"I don't know yet. I haven't thought of it. I am thinking about this one," he said. "I'm financing my own campaign. When I get (to the general election), it's a little bit of a different story, because the (Republican Party) gets involved and other people get involved and so a little bit of a different story."
Trump also told CNN's Jake Tapper in an interview that aired Sunday on "State of the Union" that his 2016 rivals, including his top GOP competitor, Texas Sen. Ted Cruz, are beholden to outside interests due to their reliance on donations.
Trump said campaign finance reform is needed "because I think PACs are a horrible thing."
"First of all, everybody is dealing with their PAC. You know, it's supposed to be like this secret thing -- they're all dealing," he said.
Trump said campaigns and PACs, short for political action committees, work closely together, which he said allowed former Florida Gov. Jeb Bush to host a campaign event while his political action committee -- which is legally prohibited from coordinating with the campaign -- held a separate event next door.
"You tell me they're not dealing with each other? So, I think PACs are very bad. I think they're very dangerous," Trump said. "I do think there has to be transparency, but PACs are very bad."
Trump also suggested Cruz -- with whom he's increasingly feuded in recent days -- as being under the "control" of his donors.
"Ted Cruz, he's got a lot of people putting big money in -- probably, maybe, Goldman Sachs, we'll have to ask. I mean, they loaned him a million dollars, so they certainly have control over him," Trump said, referring to a loan Cruz received from the financial giant for his 2012 Senate campaign.
"That's the way it is.

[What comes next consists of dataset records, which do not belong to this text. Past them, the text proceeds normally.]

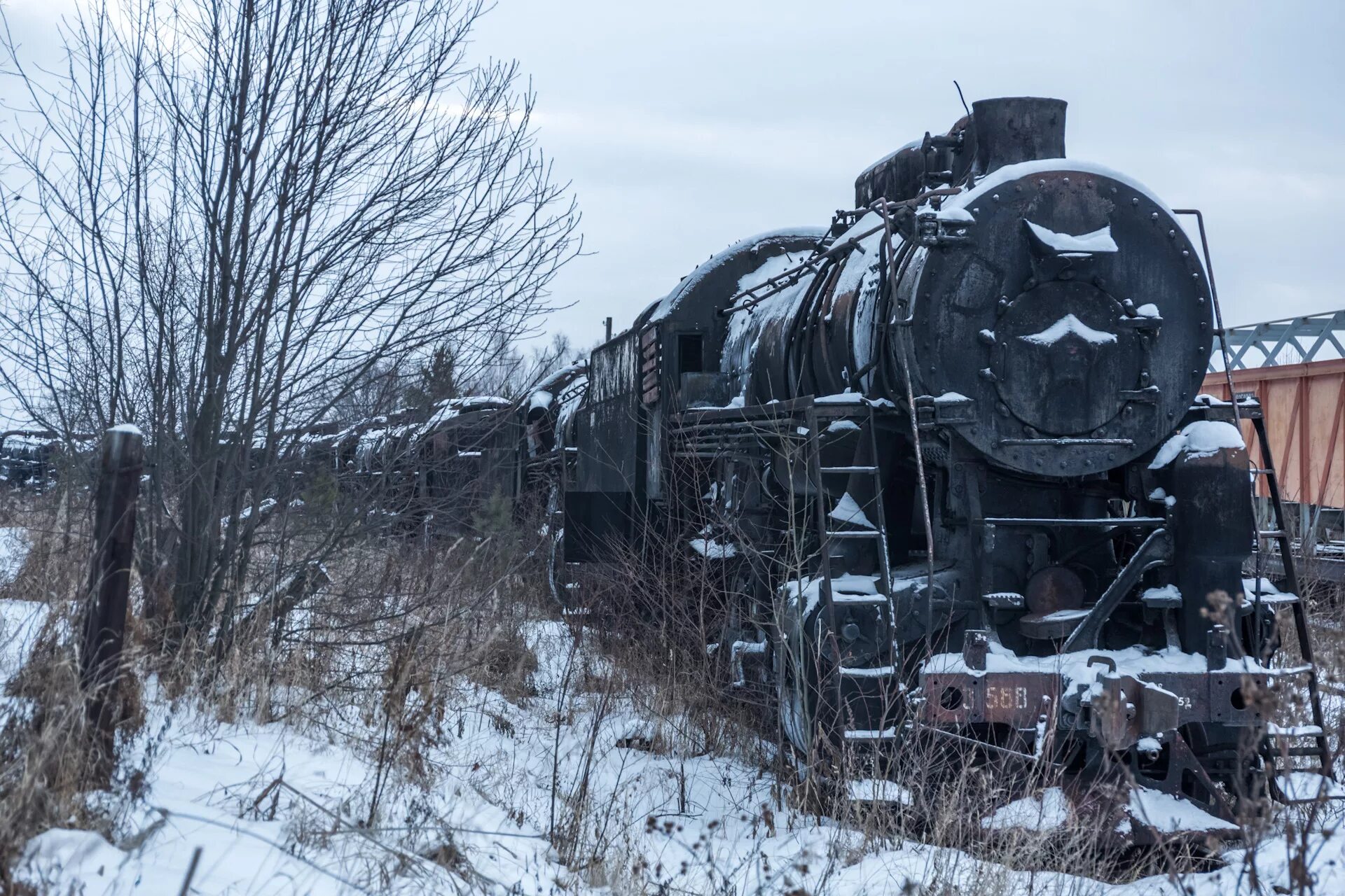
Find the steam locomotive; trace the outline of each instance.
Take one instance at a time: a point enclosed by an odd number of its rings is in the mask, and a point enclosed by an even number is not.
[[[1243,439],[1260,408],[1197,395],[1208,250],[1064,136],[1063,101],[976,102],[829,227],[730,246],[522,402],[312,433],[304,463],[426,524],[545,504],[576,617],[604,568],[678,557],[716,583],[725,686],[767,688],[823,766],[919,733],[1206,827],[1334,794],[1305,607],[1260,575],[1283,536],[1252,513],[1256,477],[1278,494]]]
[[[830,227],[729,247],[582,390],[543,390],[557,598],[592,609],[621,547],[718,566],[710,649],[803,755],[919,729],[1225,822],[1267,780],[1334,793],[1302,603],[1243,578],[1275,535],[1259,408],[1197,398],[1202,254],[1064,134],[1063,101],[976,102]]]

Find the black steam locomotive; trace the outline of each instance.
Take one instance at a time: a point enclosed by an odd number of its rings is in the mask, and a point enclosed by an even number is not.
[[[1303,607],[1243,579],[1274,535],[1239,426],[1259,408],[1197,400],[1201,251],[1067,160],[1064,124],[1057,99],[975,103],[830,228],[732,246],[534,402],[555,592],[590,609],[585,571],[671,544],[722,570],[712,649],[773,685],[803,754],[920,729],[1227,819],[1258,782],[1330,775]],[[1278,610],[1309,662],[1280,660]],[[1276,724],[1286,689],[1310,724]]]
[[[1197,396],[1208,254],[1067,160],[1064,125],[1059,99],[978,102],[830,227],[729,247],[522,403],[312,433],[304,463],[426,524],[546,504],[570,614],[601,611],[604,568],[678,557],[699,586],[674,594],[716,583],[725,686],[769,688],[823,763],[919,733],[1213,826],[1267,783],[1332,791],[1305,609],[1260,576],[1287,545],[1252,514],[1260,410]]]

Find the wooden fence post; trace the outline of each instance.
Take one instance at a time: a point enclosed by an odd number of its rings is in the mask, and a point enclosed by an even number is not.
[[[93,563],[89,571],[89,604],[83,617],[79,652],[79,684],[94,737],[105,764],[112,760],[116,733],[116,701],[121,673],[121,643],[126,630],[126,594],[136,537],[136,497],[145,446],[140,430],[129,423],[114,426],[102,437],[102,465],[94,500]]]

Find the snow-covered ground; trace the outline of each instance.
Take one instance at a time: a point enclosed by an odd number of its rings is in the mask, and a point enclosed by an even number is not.
[[[44,617],[42,604],[0,602],[0,674],[23,661]],[[577,669],[601,673],[604,660],[585,660],[564,625],[529,623],[526,638],[539,660],[535,693],[510,701],[463,681],[429,724],[414,779],[404,763],[381,774],[377,713],[364,724],[358,707],[223,724],[149,680],[147,721],[118,778],[143,770],[136,794],[118,786],[90,797],[109,809],[110,840],[48,830],[26,845],[16,875],[38,892],[175,895],[199,849],[192,893],[1216,896],[1294,887],[1291,862],[1303,853],[1283,837],[1262,846],[1256,887],[1240,849],[1220,870],[1116,885],[874,841],[790,809],[777,798],[787,785],[760,763],[670,747],[695,740],[679,731],[686,720],[594,689]],[[982,826],[1049,830],[1068,817],[1048,790]],[[553,842],[549,832],[562,836]],[[1306,854],[1317,893],[1345,892],[1345,837],[1313,834]]]
[[[28,532],[19,527],[0,527],[0,584],[13,582],[28,556]]]

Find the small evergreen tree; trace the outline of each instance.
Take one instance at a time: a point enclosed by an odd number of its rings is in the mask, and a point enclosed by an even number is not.
[[[440,343],[429,357],[421,361],[416,380],[406,387],[406,404],[429,408],[445,399],[457,398],[456,359],[453,347]]]

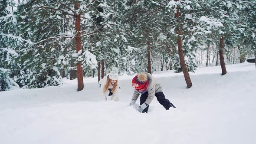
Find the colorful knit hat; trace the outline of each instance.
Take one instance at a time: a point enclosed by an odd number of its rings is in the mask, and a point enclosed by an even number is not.
[[[143,94],[147,91],[148,86],[148,80],[147,75],[144,73],[140,73],[135,76],[131,82],[132,87],[141,94]]]

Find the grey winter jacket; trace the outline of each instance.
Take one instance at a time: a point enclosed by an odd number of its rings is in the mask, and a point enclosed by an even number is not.
[[[157,82],[155,79],[152,76],[151,74],[148,72],[141,73],[144,73],[147,75],[147,77],[148,80],[148,86],[147,88],[147,92],[148,94],[145,103],[149,105],[154,97],[155,94],[159,92],[163,92],[163,87],[160,84]],[[139,95],[140,93],[135,89],[132,99],[135,101],[137,100]]]

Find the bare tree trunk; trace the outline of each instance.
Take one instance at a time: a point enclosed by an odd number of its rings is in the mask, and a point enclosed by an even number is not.
[[[100,80],[100,62],[98,63],[98,82]]]
[[[176,1],[177,1],[178,0],[175,0]],[[178,18],[180,16],[181,13],[180,12],[180,9],[178,7],[177,7],[177,12],[175,13],[175,16],[176,18]],[[177,23],[179,23],[178,20],[177,20]],[[180,60],[181,61],[181,66],[182,69],[182,71],[183,71],[183,74],[185,78],[185,80],[187,83],[187,88],[189,88],[192,86],[192,82],[190,79],[189,74],[187,68],[187,65],[185,62],[185,59],[184,59],[184,54],[183,54],[183,51],[182,50],[182,40],[181,37],[180,35],[181,33],[178,27],[176,28],[176,33],[178,34],[178,37],[177,40],[177,43],[178,44],[178,51],[179,53],[179,56],[180,56]]]
[[[102,79],[104,77],[104,60],[102,60]]]
[[[224,55],[223,54],[223,49],[224,48],[224,37],[222,36],[220,41],[220,65],[221,66],[221,70],[222,71],[222,75],[225,75],[226,73],[226,65],[224,61]]]
[[[208,47],[207,49],[207,54],[206,55],[206,66],[208,66],[208,60],[209,59],[209,49],[210,47],[210,44],[208,44]]]
[[[185,62],[184,55],[182,51],[182,40],[180,35],[178,35],[177,43],[179,56],[180,56],[180,59],[181,60],[181,66],[182,71],[183,71],[183,74],[184,74],[184,77],[185,77],[185,80],[187,83],[187,88],[189,88],[192,86],[192,84],[187,68],[187,65]]]
[[[219,57],[219,52],[217,52],[217,57],[216,58],[216,63],[215,64],[215,66],[218,65],[218,58]]]
[[[148,43],[148,72],[152,75],[152,68],[151,67],[151,55],[150,53],[150,46]]]
[[[161,61],[161,71],[164,70],[164,55],[163,55],[162,61]]]
[[[79,4],[76,1],[75,1],[75,9],[78,10],[79,9]],[[75,15],[75,31],[76,35],[75,35],[75,42],[76,47],[76,53],[78,53],[80,50],[82,50],[82,44],[81,43],[81,36],[80,33],[80,13],[76,13]],[[84,88],[84,82],[83,76],[83,69],[81,67],[82,63],[79,62],[76,65],[77,69],[77,91],[80,91]]]
[[[202,52],[202,49],[200,49],[201,51],[201,65],[203,65],[203,52]]]
[[[211,45],[209,46],[209,65],[211,66]]]
[[[171,62],[170,62],[170,70],[172,70],[173,69],[173,67],[172,67],[172,63]]]
[[[216,56],[216,52],[214,51],[214,54],[213,54],[213,61],[212,61],[212,63],[213,63],[214,61],[214,59],[215,58],[215,56]]]

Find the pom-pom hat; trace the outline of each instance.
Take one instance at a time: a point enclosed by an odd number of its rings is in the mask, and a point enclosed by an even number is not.
[[[132,87],[141,94],[143,94],[147,91],[148,86],[148,80],[147,75],[141,73],[135,76],[131,82]]]

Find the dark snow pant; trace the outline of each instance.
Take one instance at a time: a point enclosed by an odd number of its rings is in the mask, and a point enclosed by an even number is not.
[[[141,102],[140,103],[140,105],[141,105],[143,104],[145,101],[146,101],[146,100],[147,98],[148,98],[148,92],[146,92],[144,93],[141,95]],[[164,96],[164,93],[163,92],[158,92],[154,94],[154,95],[157,97],[158,101],[160,103],[160,104],[162,105],[166,109],[166,110],[169,109],[170,107],[173,107],[175,108],[174,106],[171,103],[169,100],[166,98]],[[142,112],[146,112],[148,113],[148,107],[149,105],[146,108],[145,108]]]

Somebody gives them money. Not anything wrong, just psychologically, when they go to that person, they're going to do that," he said. "They owe them, and by the way, they may therefore vote negatively towards the country. That's not gonna happen with me."
Trump said he is open to accepting public financing in a general election campaign if he wins the Republican nomination -- which would place strict spending limits on him -- but has yet to make a final decision. The billionaire, however, regularly boasts that he has spent little on his campaign so far, in contrast to candidates like Bush, who have spent tens of millions on their campaigns.
Trump said he will spend more of his own money on his bid saying over the summer he was prepared to spend $1 billion of his own money
to win the White House.
Trump added that he doesn't think his daughter, Ivanka, or his other children would like the idea of public financing.
So why does Trump finance his own campaign? Because his supporters "love" it, he said.
"Last week in Iowa and in New Hampshire I had a standing ovation just when I said, 'By the way, I'm self-funding my campaign.' I had a standing ovation. People love the fact that I'm putting my own money in," he said.
"That means that unlike Bush, who is totally controlled by these people, and unlike Hillary (Clinton) and honestly Marco (Rubio) and everybody," he added.